Desert Landscapes and Dynamics
This course is designed as a 15-week 3-hour per week lecture and in-class lab focused on the group-learning of desert landscape processes, its interaction with humans, and dynamics with past and future climates. It focuses on the relative contributions, nature and operation of geomorphological processes in deserts, with case studies of human-physical interactions.
Integrated lecture and lab
University with graduate programs, including doctoral programs
This is a junior-level course with no prerequisites and does not serve as a prerequisite for other courses. Typically 50% of the students will have a science background looking for a geoscience applications course, while the other 50% is made up from the other colleges taking the course to satisfy a general education requirement.
Through a combination of seminars, class exercises (producing a course wiki) and lecture, this course will review the current processes that shape desert landscapes and explore how different methods can inform us about what these lands looked like in the past. Through this journey we will highlight the role of biodiversity in these extreme regions and discuss current threats to these fragile yet tolerant ecosystems. Focusing on mainly hot deserts we will explore arid regions around the globe with some focus on US deserts. Lastly we will examine their effects of human activities and the impact of humans on environmental processes and systems.

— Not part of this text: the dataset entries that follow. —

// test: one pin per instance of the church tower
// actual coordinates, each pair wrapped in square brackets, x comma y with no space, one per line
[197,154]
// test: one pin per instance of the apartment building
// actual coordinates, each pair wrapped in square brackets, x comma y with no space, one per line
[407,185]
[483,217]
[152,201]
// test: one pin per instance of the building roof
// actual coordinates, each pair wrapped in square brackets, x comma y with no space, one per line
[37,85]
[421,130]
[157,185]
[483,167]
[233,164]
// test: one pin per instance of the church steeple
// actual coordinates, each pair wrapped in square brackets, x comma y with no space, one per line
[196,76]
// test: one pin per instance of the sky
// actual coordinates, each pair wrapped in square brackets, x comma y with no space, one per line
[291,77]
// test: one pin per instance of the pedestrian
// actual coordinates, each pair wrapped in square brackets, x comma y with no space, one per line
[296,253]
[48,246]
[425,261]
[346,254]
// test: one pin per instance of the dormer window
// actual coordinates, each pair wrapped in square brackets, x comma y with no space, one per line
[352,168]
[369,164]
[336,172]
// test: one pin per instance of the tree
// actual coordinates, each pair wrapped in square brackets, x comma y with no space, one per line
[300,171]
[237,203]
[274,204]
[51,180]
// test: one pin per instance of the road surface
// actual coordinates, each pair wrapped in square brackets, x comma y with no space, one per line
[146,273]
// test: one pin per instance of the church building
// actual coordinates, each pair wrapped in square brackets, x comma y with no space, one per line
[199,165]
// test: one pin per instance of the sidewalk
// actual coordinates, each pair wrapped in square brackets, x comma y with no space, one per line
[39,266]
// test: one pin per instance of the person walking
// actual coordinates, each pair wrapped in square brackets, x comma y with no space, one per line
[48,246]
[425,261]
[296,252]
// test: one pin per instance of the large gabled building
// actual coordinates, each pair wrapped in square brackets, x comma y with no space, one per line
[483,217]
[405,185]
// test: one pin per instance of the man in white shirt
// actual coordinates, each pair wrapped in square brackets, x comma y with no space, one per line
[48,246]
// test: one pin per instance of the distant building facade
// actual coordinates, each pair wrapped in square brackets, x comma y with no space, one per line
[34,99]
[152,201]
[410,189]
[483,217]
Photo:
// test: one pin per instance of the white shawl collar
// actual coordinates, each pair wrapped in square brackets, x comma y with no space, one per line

- Students will be able to evaluate the nature and operation of geomorphological processes in deserts and have an understanding for the relative importance of different process systems.
- They will formulate how physical characteristics limit human activities and be able to predict human-physical interactions within deserts.
- Students will develop excitement about learning the diversity and complexities of desert environments.
- Skills expected to be fostered during this course include: critical analysis of primary research, discovery of group-based wiki creation, peer-teaching and presentation skills.
The course is centered around a wiki that will be developed by the students as a summary of the course curriculum, blog content developed towards a group-based project and host virtual field trips designed to complement in-class content. This will all be set in the framework as a general public resource emphasizing a science journalism writing style and promoting a deep understanding of the course material.
As the course has no prerequisites the use of wiki enables students with different strengths to take command of different parts of its development throughout the curriculum. In addition, the wiki (when properly moderated) provides a strong resource for all students in preparation for any tests (in addition to the assigned textbook). Although I am primarily a field researcher, but there are no deserts near enough to make this course field-based at its intended teaching level so the use of virtual labs (via google earth, NASA imagery and personal videos via YouTube) is the easiest route that gives students a great insight to the desert environment. The addition of a group project is intended to reinforce the wiki-style collaborative learning, while enabling students to develop their communication skills through the assigned seminar.
An Exam worth 20% will be given testing the key curriculum in the course using a combination of multiple-choice and short answer questions.
Group Project and Individual paper worth 30%. The group project includes a 30 minute seminar and summary blog entry on a hazards topic. While, the individual paper will be based on peer-reviewed literature, based on one aspect of the group project topic and be submitted at the end of the semester.
Quizzes and participation are graded at 20%. There are six quizzes that are given online before the beginning of a new section to keep students on top of the reading requirements.
Wiki entries are worth 20%. The Wiki content of each student will be tracked and marked based on a cumulative rubric that balances the grade between original entries and constructive edits. Although students are encouraged to frequently update the wiki, six assignments are spread throughout the semester to help achieve the objectives of this component.
References and Notes:
Arid Zone Geomorphology: Process, Form and Change in Drylands, (Ed.) D.S.G. Thomas, 3rd Edition,Wiley-Blackwell, Chichester. 624p.
This recent rewrite on what was already a key resource for arid region researchers provides the perfect background material for a general introduction course as it blends classic fundamental literature with new exciting developments in research and methodologies.